Before this book I HIGHLY recommend finishing the programming I course to better understand the fundamentals.
- Peter
@jaliu wrote:
I'm not sure if people are misunderstanding my question.
If I don't specify the sheet of the workbook, but for example only the workbook, does the statement still work or not? Regardless of whether or not it does/doesn't, how am I supposed to know if it's necessary if the documentation doesn't really explain this?
Would which specific statement "work"?
@jaliu wrote:
No there is no more context only other mcq options. But, the point is, the data step rules do not state whether a sheet name is required or not (or if there is a default). It's frustrating to be asked about things that I can't reasonably find answers to in the documentation or some official sas materials.
Please limit use of not-everybody-uses TLAs (three letter acronyms) MCQ options? You made that sound like it is something that should be in SAS documentation instead of "multiple choice question" responses.

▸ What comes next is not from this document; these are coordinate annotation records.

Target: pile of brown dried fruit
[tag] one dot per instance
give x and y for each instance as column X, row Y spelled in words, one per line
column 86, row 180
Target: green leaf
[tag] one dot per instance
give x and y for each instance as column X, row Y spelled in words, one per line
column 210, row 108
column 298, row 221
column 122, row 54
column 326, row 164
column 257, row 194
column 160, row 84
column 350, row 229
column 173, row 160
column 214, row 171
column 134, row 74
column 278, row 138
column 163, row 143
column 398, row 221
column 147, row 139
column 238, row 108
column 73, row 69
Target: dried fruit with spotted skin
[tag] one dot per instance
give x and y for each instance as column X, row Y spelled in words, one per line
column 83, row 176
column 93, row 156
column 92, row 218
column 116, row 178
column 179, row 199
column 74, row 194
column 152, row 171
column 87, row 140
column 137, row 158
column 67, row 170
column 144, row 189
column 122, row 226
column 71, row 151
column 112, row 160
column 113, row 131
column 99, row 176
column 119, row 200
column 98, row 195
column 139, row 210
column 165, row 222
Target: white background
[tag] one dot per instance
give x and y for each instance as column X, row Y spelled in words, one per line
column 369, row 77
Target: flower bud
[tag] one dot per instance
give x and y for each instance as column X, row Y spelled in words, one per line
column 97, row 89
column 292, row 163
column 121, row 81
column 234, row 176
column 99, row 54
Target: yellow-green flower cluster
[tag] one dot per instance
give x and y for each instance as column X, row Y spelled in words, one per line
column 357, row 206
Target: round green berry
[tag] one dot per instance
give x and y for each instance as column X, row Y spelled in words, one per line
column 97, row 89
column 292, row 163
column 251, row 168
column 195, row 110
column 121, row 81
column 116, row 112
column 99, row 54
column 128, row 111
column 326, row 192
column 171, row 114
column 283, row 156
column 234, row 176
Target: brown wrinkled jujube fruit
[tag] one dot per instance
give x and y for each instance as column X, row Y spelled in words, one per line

A DATA STEP does not directly read Excel XLS or XLSX files normally. As @Tom said you could possibly write a custom way to convert BINARY information of XLS (nasty nasty amount of work needed), or in the case of XLSX, uncompress the file and then separately read one of the text XML pages. That would not be reading the XLSX though but a created text file.
The data step would require an INFILE statement to read anything from an external file. So you need to find INFILE and EXCEL (or xls or xlsx) . Which you won't. The associated INPUT statement would be reading text generally. Which, believe it or not, is not actually Excel.
What these questions tell me is that you likely do not have enough experience using SAS to be taking exams for certification. Work on the random questions that people ask on this forum for experience. Then compare results to accepted solutions.
Please do not expect one time through a practice exam to teach enough to pass a certification exam.
The only feasible way to use a data step for Excel files is assigning a libname to the workbook and using a sheet as a quasi-dataset (quasi because spreadsheets miss most of the attributes of a dataset or DBMS table).
Since a SET, MERGE, MODIFY or UPDATE statement (the only statements for reading datasets) or the DATASET option in a DECLARE HASH statement all do need a dataset name, it is obvious that you need to supply the sheet name there.
There will be questions that test your ability to combine single facts you learned (or retrieve from the documentation) into a greater whole.